When delegation is done rightly, great blessings are enjoyed.

• Burn out is avoided. When Barnabas was overwhelmed with the growing needs of the ministry in Antioch, he recruited a man of questionable qualifications by the name of Paul (Acts 11:19–25). The decision Barnabas made spared both the minister and the ministry, bringing blessings instead of blisters (Acts 11:26).

• Leaders are developed. The best way to protect a church from the plague of inexperience is to solicit involvement and thereby develop leaders. The Bible teaches us that “every member needs to be a minister” (I Cor 12). Pastors are specifically commissioned to take the treasures entrusted to them and pass them along to another generation (II Tim 2:2). Pastors who provide people with tools and times to minister will soon find themselves sending forth ministers into the ministry. Where disciples are being developed and deployed, the Spirit will always replenish the ministry with ready recruits.

• Rewards are earned. Since every one will appear individually “before the judgment seat of Christ” (II Cor 5:10), it is important for each one to be involved in the work of Christ. People who never run will never hear, “Well done!” It is our Savior’s desire that “every man have praise of God” (II Cor 4:5). Making sure that men and women involve themselves in the carrying cups of cold water in the name of the Lord is the duty of the disciple-making minister.

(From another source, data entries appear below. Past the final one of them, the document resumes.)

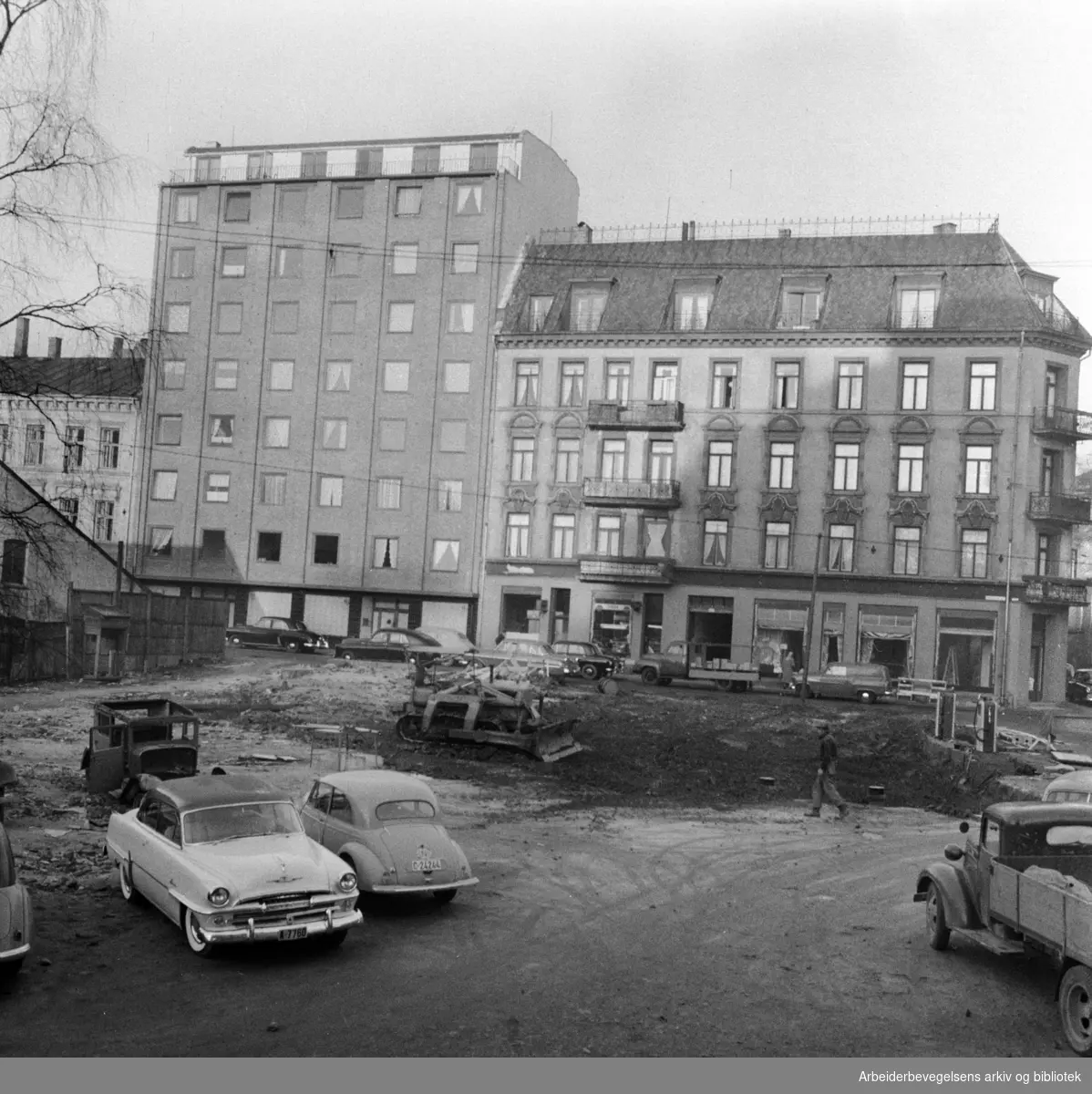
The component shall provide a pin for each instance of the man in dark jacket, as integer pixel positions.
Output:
(824, 788)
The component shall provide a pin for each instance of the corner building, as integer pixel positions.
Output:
(688, 432)
(321, 372)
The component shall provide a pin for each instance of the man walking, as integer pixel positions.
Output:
(824, 782)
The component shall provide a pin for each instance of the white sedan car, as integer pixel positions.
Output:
(227, 859)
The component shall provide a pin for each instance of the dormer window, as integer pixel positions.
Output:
(691, 305)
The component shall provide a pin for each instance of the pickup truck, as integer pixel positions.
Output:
(291, 635)
(697, 661)
(1020, 884)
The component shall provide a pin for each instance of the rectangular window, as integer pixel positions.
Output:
(178, 318)
(386, 553)
(174, 376)
(169, 429)
(724, 386)
(786, 386)
(847, 459)
(280, 376)
(225, 375)
(449, 496)
(609, 535)
(782, 459)
(388, 493)
(164, 486)
(109, 448)
(457, 377)
(715, 542)
(572, 383)
(776, 556)
(464, 258)
(392, 435)
(233, 262)
(399, 318)
(518, 535)
(523, 459)
(338, 375)
(222, 429)
(407, 201)
(329, 490)
(979, 466)
(217, 485)
(983, 394)
(236, 207)
(567, 469)
(912, 463)
(452, 436)
(907, 555)
(181, 262)
(395, 376)
(268, 548)
(273, 488)
(974, 546)
(915, 386)
(850, 386)
(446, 555)
(526, 383)
(277, 432)
(562, 535)
(840, 547)
(229, 318)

• Devotional life is strengthened. When church members become servants and teachers, their knees bend and their Bibles open. It is natural that involvement in ministry will inspire involvement in prayer and Bible study.

• Creativity is inspired. It’s an amazing thing to discover that involving two workers in a task will result in four different ways to do it. This input can either instigate or frustrate, but it should never be used as an excuse to stagnate (Amos 3:3).

In order for disciples to be made, delegation must be maintained. Sit down and make a list of the tasks that you need to give away. Now write the name of someone that needs to be recruited. Write out a job description and make an appointment with the person that the Spirit placed upon your heart.

“A person may be in a leadership position, but if he isn’t willing to delegate, he isn’t a leader at all—he is a hired hand” (Myron Rush, Management: A Biblical Approach, 132).